We also identified oxygen-resistant bacteria—such as Bacteroides, Parabacteroides, Barnesiellaceae, and Rikenellaceae—that increased in relative abundance (Figs 1c and 2, S4 Fig). We hypothesized that these increases were compositional effects—which arise because we are measuring proportions rather than counting directly—since we expected little to no growth during our brief sample handling and freezer storage. Indeed, many of these apparent increases were flattened by normalizing the data to total community size (S3 Fig). OTUs from the genus Bacteroides were most often identified as oxygen resistant in our data, which aligns with previous evidence that some Bacteroides species can survive or even grow during short periods of oxygen exposure [32].

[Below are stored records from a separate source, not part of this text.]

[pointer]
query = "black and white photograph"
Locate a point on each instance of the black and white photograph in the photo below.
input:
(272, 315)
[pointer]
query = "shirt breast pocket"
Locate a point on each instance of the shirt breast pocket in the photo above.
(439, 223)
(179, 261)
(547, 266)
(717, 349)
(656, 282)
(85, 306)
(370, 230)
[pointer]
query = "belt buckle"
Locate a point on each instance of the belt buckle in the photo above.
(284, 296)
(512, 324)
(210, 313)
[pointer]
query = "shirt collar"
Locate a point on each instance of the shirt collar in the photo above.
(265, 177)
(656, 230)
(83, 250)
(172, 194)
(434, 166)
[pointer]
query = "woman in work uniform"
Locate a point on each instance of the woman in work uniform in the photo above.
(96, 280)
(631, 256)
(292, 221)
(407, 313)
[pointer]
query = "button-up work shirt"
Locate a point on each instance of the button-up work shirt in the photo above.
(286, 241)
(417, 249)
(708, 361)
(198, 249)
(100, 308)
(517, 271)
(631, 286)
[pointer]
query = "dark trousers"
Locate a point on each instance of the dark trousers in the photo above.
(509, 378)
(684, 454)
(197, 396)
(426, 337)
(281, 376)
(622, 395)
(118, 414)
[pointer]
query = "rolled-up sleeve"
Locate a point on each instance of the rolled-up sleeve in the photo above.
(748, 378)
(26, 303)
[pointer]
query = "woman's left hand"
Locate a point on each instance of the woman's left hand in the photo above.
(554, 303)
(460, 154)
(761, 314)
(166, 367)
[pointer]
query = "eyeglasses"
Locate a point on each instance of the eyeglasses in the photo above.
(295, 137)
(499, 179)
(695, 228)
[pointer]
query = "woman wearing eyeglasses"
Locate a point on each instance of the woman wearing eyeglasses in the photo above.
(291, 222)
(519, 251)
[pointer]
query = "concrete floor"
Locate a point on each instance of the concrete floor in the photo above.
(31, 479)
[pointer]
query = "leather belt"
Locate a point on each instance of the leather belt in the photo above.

To identify individual OTUs that significantly changed in abundance between different transplant preparations, we created an analysis pipeline based on texmex [33], which models microbial community analyses using a Poisson log-normal distribution (see Materials and Methods, Fig 1d, S5 Fig). Using this pipeline and our table of high-confidence OTUs, we found that OTUs that decreased significantly in abundance during oxygen exposure most often belonged to the genera Faecalibacterium, Megamonas, and Bifidobacterium, mirroring the overall taxonomic shifts (S1 Table). OTUs that increased often belonged to Bacteroides, including B. ovatus, B. uniformis, and B. caccae (S1 Table).

Although responses to oxygen exposure by individual OTUs largely reflected the patterns of larger taxonomic groups, PMA-seq detected some heterogeneity in these responses (S6 Fig). For example, the most abundant OTUs within the genus Oscillospira did not all exhibit the same dynamics in response to oxygen exposure (S6 Fig).